No. 174 NAI DFA/10/P/12/2/A/I

Letter from Joseph P. Walshe to Seán Nunan (Dublin)
(Most Secret) (20/118)

Holy See, 28 February 1953

You will remember my Secret letter of April 10th, last year,1 concerning, amongst other things, the visit of Dudley Edwards.2

Brian Durnin writes to me (10 Feabhra, 1953 – 438/192)3 asking for my ‘considered opinion’ on the reneval of the £. 100 received by Edwards for the expenses of his trip to Rome. The ‘considered opinion’ would enable the CR Committee4 to arrive at a decision about a further subsidy.

The matter is altogether too delicate to be referred to the CR Committee and Brian will have to use his ingenuity to secure the shelving of the question for the time being.

What is the real position? You will see how desperately awkward the issues are, and how remote they must be kept from the CR Committee.

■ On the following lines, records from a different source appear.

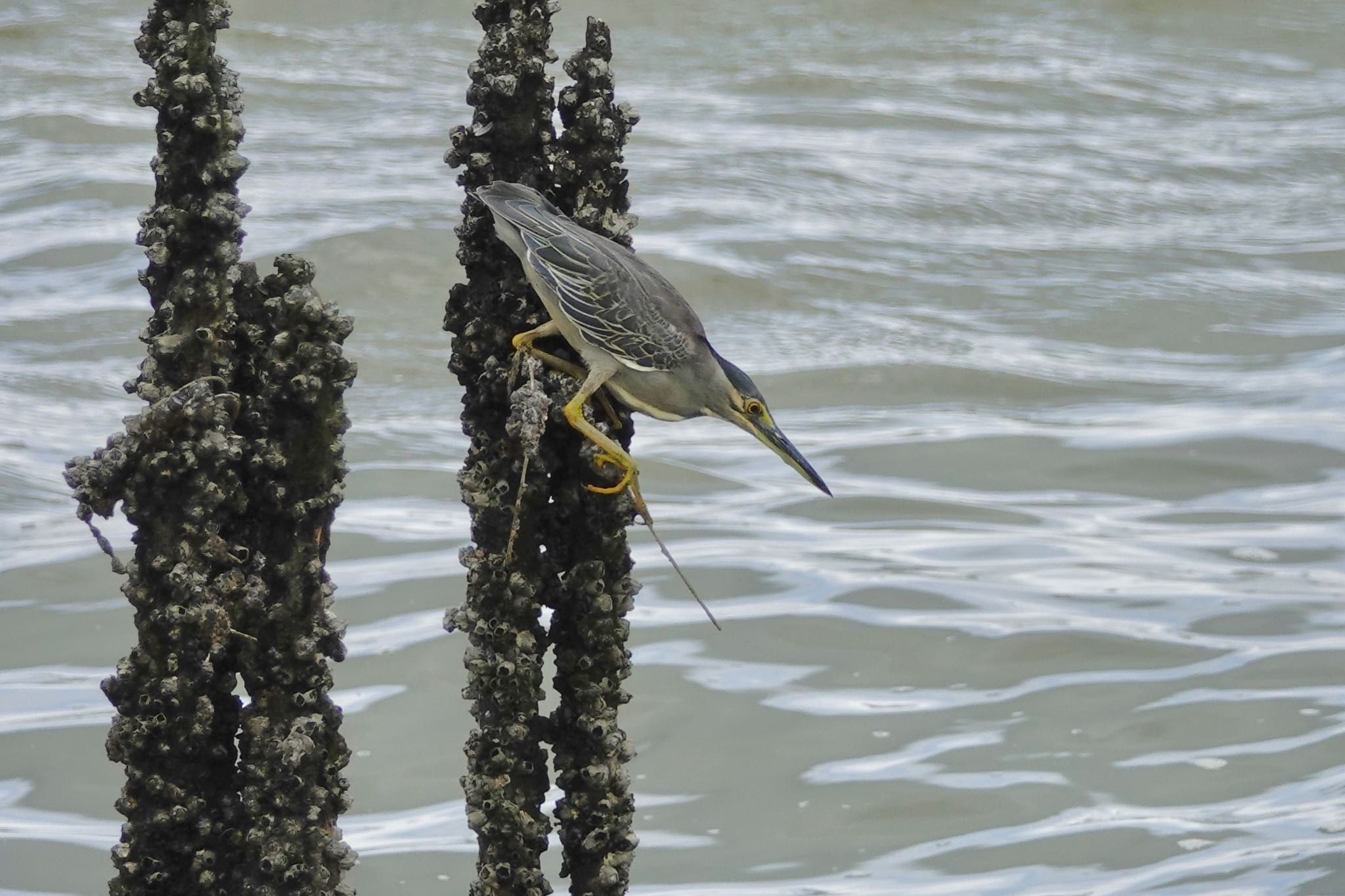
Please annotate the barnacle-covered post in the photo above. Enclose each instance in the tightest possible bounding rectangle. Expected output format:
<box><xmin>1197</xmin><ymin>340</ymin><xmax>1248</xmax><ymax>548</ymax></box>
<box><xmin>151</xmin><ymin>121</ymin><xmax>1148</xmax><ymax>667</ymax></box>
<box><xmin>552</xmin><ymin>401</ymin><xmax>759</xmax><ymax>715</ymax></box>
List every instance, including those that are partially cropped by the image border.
<box><xmin>70</xmin><ymin>0</ymin><xmax>248</xmax><ymax>896</ymax></box>
<box><xmin>444</xmin><ymin>0</ymin><xmax>556</xmax><ymax>896</ymax></box>
<box><xmin>231</xmin><ymin>255</ymin><xmax>355</xmax><ymax>896</ymax></box>
<box><xmin>543</xmin><ymin>18</ymin><xmax>639</xmax><ymax>896</ymax></box>
<box><xmin>66</xmin><ymin>0</ymin><xmax>354</xmax><ymax>896</ymax></box>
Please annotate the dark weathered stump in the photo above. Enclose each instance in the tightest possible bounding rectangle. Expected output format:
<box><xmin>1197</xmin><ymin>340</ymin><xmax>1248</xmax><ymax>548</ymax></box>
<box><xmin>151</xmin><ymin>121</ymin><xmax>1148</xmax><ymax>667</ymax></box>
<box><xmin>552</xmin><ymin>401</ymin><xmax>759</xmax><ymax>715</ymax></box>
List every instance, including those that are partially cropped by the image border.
<box><xmin>445</xmin><ymin>7</ymin><xmax>639</xmax><ymax>895</ymax></box>
<box><xmin>66</xmin><ymin>0</ymin><xmax>355</xmax><ymax>896</ymax></box>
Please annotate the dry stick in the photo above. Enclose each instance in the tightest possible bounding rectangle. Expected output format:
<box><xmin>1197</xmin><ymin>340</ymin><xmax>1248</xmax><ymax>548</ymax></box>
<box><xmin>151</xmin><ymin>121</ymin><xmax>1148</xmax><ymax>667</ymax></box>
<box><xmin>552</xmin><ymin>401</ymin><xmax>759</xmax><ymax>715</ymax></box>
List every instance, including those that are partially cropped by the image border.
<box><xmin>640</xmin><ymin>497</ymin><xmax>724</xmax><ymax>631</ymax></box>
<box><xmin>504</xmin><ymin>352</ymin><xmax>546</xmax><ymax>566</ymax></box>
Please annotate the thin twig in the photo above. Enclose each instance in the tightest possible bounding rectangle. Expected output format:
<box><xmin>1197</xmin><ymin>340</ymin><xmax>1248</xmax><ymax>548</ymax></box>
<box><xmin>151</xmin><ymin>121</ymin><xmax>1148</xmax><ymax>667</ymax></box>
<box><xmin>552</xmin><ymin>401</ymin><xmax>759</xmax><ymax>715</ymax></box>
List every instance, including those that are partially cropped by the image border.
<box><xmin>640</xmin><ymin>512</ymin><xmax>724</xmax><ymax>631</ymax></box>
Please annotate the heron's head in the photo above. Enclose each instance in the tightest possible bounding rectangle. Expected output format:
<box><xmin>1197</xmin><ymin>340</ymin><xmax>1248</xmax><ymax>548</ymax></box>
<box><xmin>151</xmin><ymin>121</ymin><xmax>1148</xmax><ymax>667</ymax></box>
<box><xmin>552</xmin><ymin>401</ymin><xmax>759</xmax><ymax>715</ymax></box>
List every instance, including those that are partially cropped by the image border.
<box><xmin>705</xmin><ymin>348</ymin><xmax>831</xmax><ymax>494</ymax></box>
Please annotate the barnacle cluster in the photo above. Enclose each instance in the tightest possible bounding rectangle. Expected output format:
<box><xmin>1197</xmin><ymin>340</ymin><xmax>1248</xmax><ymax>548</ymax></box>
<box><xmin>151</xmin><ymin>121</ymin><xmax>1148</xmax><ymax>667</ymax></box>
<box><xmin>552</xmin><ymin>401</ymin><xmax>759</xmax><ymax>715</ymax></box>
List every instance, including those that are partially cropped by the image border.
<box><xmin>445</xmin><ymin>0</ymin><xmax>639</xmax><ymax>896</ymax></box>
<box><xmin>66</xmin><ymin>0</ymin><xmax>355</xmax><ymax>896</ymax></box>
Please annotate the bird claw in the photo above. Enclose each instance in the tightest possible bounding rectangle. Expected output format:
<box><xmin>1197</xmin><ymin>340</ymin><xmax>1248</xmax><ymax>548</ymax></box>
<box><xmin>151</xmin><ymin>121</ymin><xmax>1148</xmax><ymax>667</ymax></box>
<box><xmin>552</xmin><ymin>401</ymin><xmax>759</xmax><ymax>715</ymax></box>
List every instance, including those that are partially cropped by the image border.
<box><xmin>584</xmin><ymin>454</ymin><xmax>635</xmax><ymax>494</ymax></box>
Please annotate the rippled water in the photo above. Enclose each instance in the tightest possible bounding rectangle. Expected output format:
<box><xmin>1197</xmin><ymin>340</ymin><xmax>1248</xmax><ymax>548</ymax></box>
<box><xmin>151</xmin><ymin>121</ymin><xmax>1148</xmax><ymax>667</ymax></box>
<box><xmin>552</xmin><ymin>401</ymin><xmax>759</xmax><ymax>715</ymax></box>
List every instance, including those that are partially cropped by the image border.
<box><xmin>0</xmin><ymin>0</ymin><xmax>1345</xmax><ymax>896</ymax></box>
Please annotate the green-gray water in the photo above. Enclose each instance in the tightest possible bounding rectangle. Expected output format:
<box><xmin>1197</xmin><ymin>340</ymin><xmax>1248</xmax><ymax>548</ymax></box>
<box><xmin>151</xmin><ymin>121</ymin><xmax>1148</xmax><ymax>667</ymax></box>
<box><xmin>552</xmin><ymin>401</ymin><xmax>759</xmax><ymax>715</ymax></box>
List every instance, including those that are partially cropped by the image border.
<box><xmin>0</xmin><ymin>0</ymin><xmax>1345</xmax><ymax>896</ymax></box>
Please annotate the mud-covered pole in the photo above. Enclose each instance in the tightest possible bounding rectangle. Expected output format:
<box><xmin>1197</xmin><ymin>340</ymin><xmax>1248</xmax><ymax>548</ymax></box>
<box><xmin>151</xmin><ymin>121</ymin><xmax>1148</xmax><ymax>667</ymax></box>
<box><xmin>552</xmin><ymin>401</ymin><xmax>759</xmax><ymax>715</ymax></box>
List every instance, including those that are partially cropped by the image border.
<box><xmin>444</xmin><ymin>0</ymin><xmax>556</xmax><ymax>896</ymax></box>
<box><xmin>544</xmin><ymin>18</ymin><xmax>639</xmax><ymax>896</ymax></box>
<box><xmin>66</xmin><ymin>0</ymin><xmax>354</xmax><ymax>896</ymax></box>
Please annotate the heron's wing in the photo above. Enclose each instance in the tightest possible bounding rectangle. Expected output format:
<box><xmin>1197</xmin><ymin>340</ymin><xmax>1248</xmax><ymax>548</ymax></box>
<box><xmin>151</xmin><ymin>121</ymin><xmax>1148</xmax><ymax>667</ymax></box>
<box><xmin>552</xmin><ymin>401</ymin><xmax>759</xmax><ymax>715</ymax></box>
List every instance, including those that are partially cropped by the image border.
<box><xmin>476</xmin><ymin>181</ymin><xmax>705</xmax><ymax>371</ymax></box>
<box><xmin>523</xmin><ymin>227</ymin><xmax>699</xmax><ymax>371</ymax></box>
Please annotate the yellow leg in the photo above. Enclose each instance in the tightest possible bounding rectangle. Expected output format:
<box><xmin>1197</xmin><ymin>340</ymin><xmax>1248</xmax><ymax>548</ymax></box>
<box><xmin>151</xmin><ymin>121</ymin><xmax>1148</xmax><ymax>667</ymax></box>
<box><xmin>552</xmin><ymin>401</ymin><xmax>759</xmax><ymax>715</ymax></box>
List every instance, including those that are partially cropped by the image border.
<box><xmin>510</xmin><ymin>320</ymin><xmax>621</xmax><ymax>430</ymax></box>
<box><xmin>565</xmin><ymin>372</ymin><xmax>652</xmax><ymax>523</ymax></box>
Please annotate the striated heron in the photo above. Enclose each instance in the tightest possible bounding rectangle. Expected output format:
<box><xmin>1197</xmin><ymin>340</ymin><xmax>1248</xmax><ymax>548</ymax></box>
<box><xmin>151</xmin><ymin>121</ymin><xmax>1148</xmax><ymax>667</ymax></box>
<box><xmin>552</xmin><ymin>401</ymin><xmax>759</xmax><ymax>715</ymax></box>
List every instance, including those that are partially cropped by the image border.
<box><xmin>475</xmin><ymin>181</ymin><xmax>831</xmax><ymax>520</ymax></box>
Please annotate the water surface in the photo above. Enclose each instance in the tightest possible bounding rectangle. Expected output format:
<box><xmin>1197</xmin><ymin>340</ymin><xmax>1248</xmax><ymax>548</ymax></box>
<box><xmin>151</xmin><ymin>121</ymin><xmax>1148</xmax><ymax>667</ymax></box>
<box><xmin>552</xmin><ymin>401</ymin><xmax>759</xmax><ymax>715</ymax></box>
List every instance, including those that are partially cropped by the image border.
<box><xmin>0</xmin><ymin>0</ymin><xmax>1345</xmax><ymax>896</ymax></box>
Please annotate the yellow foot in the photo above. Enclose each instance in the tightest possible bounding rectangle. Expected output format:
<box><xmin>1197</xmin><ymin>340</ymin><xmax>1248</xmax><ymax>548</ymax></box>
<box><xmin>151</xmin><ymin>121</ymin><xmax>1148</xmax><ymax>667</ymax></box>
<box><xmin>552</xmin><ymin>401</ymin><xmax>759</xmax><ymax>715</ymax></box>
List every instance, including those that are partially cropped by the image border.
<box><xmin>584</xmin><ymin>454</ymin><xmax>635</xmax><ymax>494</ymax></box>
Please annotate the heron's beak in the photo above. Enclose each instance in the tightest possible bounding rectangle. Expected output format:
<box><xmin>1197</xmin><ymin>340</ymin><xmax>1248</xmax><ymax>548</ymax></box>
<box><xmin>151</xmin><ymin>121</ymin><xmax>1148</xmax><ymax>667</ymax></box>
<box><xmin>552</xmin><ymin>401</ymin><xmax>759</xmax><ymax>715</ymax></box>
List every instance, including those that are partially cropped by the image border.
<box><xmin>734</xmin><ymin>411</ymin><xmax>831</xmax><ymax>494</ymax></box>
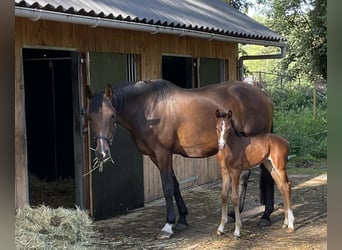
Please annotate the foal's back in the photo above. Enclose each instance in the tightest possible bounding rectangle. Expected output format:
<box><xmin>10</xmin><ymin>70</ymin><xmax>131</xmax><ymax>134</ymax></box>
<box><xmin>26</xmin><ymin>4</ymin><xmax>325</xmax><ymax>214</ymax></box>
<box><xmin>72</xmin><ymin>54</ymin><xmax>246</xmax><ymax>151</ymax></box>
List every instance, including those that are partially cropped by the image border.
<box><xmin>245</xmin><ymin>133</ymin><xmax>290</xmax><ymax>168</ymax></box>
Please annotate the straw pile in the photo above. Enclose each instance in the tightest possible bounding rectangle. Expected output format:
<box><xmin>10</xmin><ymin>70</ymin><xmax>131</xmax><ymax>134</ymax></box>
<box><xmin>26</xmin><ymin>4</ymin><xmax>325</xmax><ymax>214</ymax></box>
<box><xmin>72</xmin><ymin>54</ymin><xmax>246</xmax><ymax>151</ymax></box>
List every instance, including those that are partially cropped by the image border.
<box><xmin>29</xmin><ymin>175</ymin><xmax>75</xmax><ymax>208</ymax></box>
<box><xmin>15</xmin><ymin>205</ymin><xmax>95</xmax><ymax>250</ymax></box>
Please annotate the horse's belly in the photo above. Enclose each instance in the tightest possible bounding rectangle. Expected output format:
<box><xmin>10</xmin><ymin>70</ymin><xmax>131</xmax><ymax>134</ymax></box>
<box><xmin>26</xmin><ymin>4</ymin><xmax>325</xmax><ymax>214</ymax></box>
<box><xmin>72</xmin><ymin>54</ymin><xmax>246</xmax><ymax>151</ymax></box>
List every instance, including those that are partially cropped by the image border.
<box><xmin>175</xmin><ymin>145</ymin><xmax>217</xmax><ymax>158</ymax></box>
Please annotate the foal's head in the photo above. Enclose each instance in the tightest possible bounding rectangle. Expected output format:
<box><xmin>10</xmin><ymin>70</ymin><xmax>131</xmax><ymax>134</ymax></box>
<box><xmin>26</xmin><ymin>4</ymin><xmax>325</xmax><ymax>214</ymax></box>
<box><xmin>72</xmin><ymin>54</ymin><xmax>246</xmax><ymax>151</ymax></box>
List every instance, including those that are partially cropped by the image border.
<box><xmin>87</xmin><ymin>85</ymin><xmax>116</xmax><ymax>166</ymax></box>
<box><xmin>215</xmin><ymin>109</ymin><xmax>232</xmax><ymax>150</ymax></box>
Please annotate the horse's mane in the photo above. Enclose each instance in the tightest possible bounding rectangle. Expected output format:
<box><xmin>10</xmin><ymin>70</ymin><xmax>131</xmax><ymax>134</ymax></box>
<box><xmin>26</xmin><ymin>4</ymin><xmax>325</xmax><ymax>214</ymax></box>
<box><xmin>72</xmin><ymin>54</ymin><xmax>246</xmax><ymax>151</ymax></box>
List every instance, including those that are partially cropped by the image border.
<box><xmin>113</xmin><ymin>79</ymin><xmax>177</xmax><ymax>110</ymax></box>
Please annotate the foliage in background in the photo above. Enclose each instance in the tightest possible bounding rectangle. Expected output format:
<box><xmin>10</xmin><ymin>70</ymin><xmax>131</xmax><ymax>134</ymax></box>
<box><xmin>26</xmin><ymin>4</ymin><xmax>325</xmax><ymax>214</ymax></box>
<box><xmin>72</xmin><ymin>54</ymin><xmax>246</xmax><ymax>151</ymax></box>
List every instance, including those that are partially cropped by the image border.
<box><xmin>270</xmin><ymin>85</ymin><xmax>327</xmax><ymax>160</ymax></box>
<box><xmin>234</xmin><ymin>0</ymin><xmax>327</xmax><ymax>160</ymax></box>
<box><xmin>257</xmin><ymin>0</ymin><xmax>327</xmax><ymax>81</ymax></box>
<box><xmin>224</xmin><ymin>0</ymin><xmax>253</xmax><ymax>13</ymax></box>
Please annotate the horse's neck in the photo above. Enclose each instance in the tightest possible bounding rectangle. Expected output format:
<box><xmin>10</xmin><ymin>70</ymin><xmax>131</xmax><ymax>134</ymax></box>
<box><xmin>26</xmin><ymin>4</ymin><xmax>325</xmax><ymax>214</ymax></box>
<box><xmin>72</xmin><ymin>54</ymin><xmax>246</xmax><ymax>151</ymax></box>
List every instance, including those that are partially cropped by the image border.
<box><xmin>227</xmin><ymin>131</ymin><xmax>251</xmax><ymax>153</ymax></box>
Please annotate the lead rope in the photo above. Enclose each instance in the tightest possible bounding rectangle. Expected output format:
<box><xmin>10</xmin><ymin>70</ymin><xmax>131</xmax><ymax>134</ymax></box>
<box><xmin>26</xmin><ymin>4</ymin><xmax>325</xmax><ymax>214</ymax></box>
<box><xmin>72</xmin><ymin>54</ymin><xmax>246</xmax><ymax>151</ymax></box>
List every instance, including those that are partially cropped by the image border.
<box><xmin>83</xmin><ymin>148</ymin><xmax>115</xmax><ymax>177</ymax></box>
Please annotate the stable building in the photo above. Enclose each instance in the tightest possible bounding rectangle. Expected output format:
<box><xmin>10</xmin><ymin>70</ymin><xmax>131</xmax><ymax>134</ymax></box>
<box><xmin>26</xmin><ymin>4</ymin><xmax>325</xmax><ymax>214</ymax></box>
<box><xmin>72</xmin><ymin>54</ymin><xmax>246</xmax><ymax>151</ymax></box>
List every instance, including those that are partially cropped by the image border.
<box><xmin>15</xmin><ymin>0</ymin><xmax>286</xmax><ymax>219</ymax></box>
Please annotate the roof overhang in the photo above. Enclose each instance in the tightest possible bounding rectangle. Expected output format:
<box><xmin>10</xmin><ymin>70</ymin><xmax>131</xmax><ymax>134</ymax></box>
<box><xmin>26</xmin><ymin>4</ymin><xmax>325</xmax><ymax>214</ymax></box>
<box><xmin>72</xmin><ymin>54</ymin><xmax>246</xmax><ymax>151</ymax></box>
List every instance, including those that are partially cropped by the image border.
<box><xmin>15</xmin><ymin>6</ymin><xmax>286</xmax><ymax>48</ymax></box>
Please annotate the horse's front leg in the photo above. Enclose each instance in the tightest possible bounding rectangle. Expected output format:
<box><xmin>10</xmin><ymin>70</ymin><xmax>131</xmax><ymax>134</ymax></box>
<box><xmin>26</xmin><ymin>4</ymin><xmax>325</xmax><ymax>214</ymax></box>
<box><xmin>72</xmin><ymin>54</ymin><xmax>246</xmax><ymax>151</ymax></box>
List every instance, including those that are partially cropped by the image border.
<box><xmin>150</xmin><ymin>152</ymin><xmax>176</xmax><ymax>239</ymax></box>
<box><xmin>172</xmin><ymin>169</ymin><xmax>189</xmax><ymax>230</ymax></box>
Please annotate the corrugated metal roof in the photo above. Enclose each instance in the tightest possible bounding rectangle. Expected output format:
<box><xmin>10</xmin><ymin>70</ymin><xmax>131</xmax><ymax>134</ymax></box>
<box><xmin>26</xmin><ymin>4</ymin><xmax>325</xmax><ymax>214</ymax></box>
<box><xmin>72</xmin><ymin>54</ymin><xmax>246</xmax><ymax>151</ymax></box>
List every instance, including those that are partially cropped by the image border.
<box><xmin>15</xmin><ymin>0</ymin><xmax>286</xmax><ymax>43</ymax></box>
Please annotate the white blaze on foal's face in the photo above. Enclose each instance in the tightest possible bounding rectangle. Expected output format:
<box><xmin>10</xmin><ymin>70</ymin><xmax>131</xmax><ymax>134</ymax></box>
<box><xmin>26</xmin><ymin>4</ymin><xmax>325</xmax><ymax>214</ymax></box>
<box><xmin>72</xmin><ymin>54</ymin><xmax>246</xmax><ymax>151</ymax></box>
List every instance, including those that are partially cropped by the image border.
<box><xmin>218</xmin><ymin>119</ymin><xmax>226</xmax><ymax>150</ymax></box>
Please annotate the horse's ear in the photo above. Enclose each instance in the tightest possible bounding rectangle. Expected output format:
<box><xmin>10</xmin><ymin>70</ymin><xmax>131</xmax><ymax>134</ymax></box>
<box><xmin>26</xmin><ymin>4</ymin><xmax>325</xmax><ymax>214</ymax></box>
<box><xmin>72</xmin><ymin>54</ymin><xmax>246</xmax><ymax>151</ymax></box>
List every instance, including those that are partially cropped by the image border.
<box><xmin>86</xmin><ymin>85</ymin><xmax>94</xmax><ymax>99</ymax></box>
<box><xmin>215</xmin><ymin>109</ymin><xmax>221</xmax><ymax>118</ymax></box>
<box><xmin>105</xmin><ymin>84</ymin><xmax>113</xmax><ymax>100</ymax></box>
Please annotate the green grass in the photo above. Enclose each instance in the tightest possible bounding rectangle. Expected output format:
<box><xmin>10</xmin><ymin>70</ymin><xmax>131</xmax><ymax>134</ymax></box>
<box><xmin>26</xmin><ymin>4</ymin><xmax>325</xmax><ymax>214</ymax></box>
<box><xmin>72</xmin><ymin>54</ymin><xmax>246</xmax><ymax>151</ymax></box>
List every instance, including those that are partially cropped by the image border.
<box><xmin>286</xmin><ymin>158</ymin><xmax>328</xmax><ymax>174</ymax></box>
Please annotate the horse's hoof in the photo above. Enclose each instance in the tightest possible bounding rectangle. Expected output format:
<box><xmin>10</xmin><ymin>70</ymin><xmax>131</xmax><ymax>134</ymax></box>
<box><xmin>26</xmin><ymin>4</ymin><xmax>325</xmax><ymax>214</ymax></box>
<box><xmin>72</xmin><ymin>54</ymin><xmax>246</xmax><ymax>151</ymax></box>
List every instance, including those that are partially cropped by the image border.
<box><xmin>173</xmin><ymin>222</ymin><xmax>189</xmax><ymax>231</ymax></box>
<box><xmin>216</xmin><ymin>230</ymin><xmax>224</xmax><ymax>235</ymax></box>
<box><xmin>258</xmin><ymin>218</ymin><xmax>272</xmax><ymax>227</ymax></box>
<box><xmin>155</xmin><ymin>231</ymin><xmax>172</xmax><ymax>240</ymax></box>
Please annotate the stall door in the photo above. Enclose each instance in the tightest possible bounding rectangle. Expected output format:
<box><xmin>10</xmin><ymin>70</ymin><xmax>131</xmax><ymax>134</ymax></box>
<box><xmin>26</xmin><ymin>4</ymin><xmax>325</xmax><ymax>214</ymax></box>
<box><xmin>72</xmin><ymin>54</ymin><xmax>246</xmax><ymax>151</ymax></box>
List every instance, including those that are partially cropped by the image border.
<box><xmin>89</xmin><ymin>52</ymin><xmax>144</xmax><ymax>219</ymax></box>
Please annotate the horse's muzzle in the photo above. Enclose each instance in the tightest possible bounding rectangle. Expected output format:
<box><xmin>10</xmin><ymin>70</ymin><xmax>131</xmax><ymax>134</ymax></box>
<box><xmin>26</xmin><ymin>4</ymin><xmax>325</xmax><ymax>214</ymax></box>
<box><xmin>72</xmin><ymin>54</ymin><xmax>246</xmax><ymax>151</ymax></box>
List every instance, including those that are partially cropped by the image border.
<box><xmin>218</xmin><ymin>143</ymin><xmax>226</xmax><ymax>150</ymax></box>
<box><xmin>95</xmin><ymin>139</ymin><xmax>111</xmax><ymax>162</ymax></box>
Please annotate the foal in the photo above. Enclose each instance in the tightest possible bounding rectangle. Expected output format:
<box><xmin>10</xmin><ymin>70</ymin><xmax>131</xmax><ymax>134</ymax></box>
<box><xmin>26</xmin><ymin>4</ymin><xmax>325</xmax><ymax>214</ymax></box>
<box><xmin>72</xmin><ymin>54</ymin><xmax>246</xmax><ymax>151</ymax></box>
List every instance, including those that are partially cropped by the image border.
<box><xmin>216</xmin><ymin>109</ymin><xmax>294</xmax><ymax>237</ymax></box>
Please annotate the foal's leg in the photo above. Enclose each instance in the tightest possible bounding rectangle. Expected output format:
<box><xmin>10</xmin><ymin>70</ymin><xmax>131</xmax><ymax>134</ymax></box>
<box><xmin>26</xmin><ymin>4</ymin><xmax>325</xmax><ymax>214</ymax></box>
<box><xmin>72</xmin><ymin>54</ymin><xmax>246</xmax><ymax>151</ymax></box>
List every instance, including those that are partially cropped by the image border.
<box><xmin>228</xmin><ymin>170</ymin><xmax>251</xmax><ymax>222</ymax></box>
<box><xmin>172</xmin><ymin>169</ymin><xmax>189</xmax><ymax>230</ymax></box>
<box><xmin>271</xmin><ymin>159</ymin><xmax>295</xmax><ymax>232</ymax></box>
<box><xmin>231</xmin><ymin>169</ymin><xmax>242</xmax><ymax>237</ymax></box>
<box><xmin>259</xmin><ymin>164</ymin><xmax>274</xmax><ymax>227</ymax></box>
<box><xmin>217</xmin><ymin>165</ymin><xmax>230</xmax><ymax>235</ymax></box>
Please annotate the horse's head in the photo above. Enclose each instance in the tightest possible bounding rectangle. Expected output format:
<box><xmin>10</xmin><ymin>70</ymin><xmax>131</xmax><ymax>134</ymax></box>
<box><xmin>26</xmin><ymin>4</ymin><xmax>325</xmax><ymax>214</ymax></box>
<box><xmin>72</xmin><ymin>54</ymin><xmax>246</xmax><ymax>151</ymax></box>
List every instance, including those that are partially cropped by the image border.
<box><xmin>87</xmin><ymin>85</ymin><xmax>116</xmax><ymax>166</ymax></box>
<box><xmin>215</xmin><ymin>109</ymin><xmax>232</xmax><ymax>150</ymax></box>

The Committee, which Dudley fondly imagines he has established in Rome, has never met. Did you ever hear of groups of representatives of religious orders meeting spontaneously for a common purpose? It has yet to happen, and the Irish orders are no exception. As I reported a year ago, the present position in regard to historical research in Rome is satisfactory enough. The Augustinians, Carmelites, Franciscans and Jesuits have their own research students working under the direction of their home Superiors. Moreover, there are still two special workers (a Franciscan and a Dominican) cataloguing Irish sources, under the direction of – and paid by – the National Library.

The only ultimate solution is the foundation of an Irish School of History in Rome, deriving, perhaps, from the Institute of Learning in Dublin.5 That would cost the State at least ten thousand pounds a year, between scholarships and the provision of premises, a Library, salary of director, etc. here in Rome. In our present financial and economic difficulties I am afraid the Minister would have to postpone putting the question to the Dáil. Some day, it will be done, if only, because we must take our part in the writing of history in an adequate European background, away from the narrow influences of British historical tradition, of which Edwards is such a glaring example.

For the moment the one supreme desideratum is to keep Dudley Edwards out of Rome. His visit did no good and another visit would provoke positive hostility. Incidentally, if the Committee were to meet I should be greatly surprised if Denis Devlin and I were invited. The resistance to any sort of lay interference, except in the case of the donation of money, is very deep indeed. The Irish religious orders and the seculars are at one in this anti-lay attitude.

I think I have given you as one example, amongst so many I know of, that we alone of all western peoples have no Papal chamberlains. The Bishops will not recommend their appointment for the completely unfounded motive that they might interfere. Not even the Vatican can guess how on earth the interference could take place. The prejudice is solidly implanted, and the only way to uproot it is by slow erosion.

I hope Brian will let me off the considered opinion, and keep the hands of his Committee off Rome.

If the Committee here were a real unit and wanted really to work towards a common purpose, it would have had the inspiration to meet, at least once, for the purpose of asking for funds. Its passivity in this respect is a perfect illustration of its purely illusory existence. RIP!

1 Not printed.

2 Robert 'Robin' Dudley Edwards (1909-88), historian, Professor of Modern Irish History, University College Dublin (1944-79).

3 Not printed.

4 The Cultural Relations Committee of the Department of External Affairs.

5 Walshe may have been referring to the Dublin Institute for Advanced Studies, founded in 1940.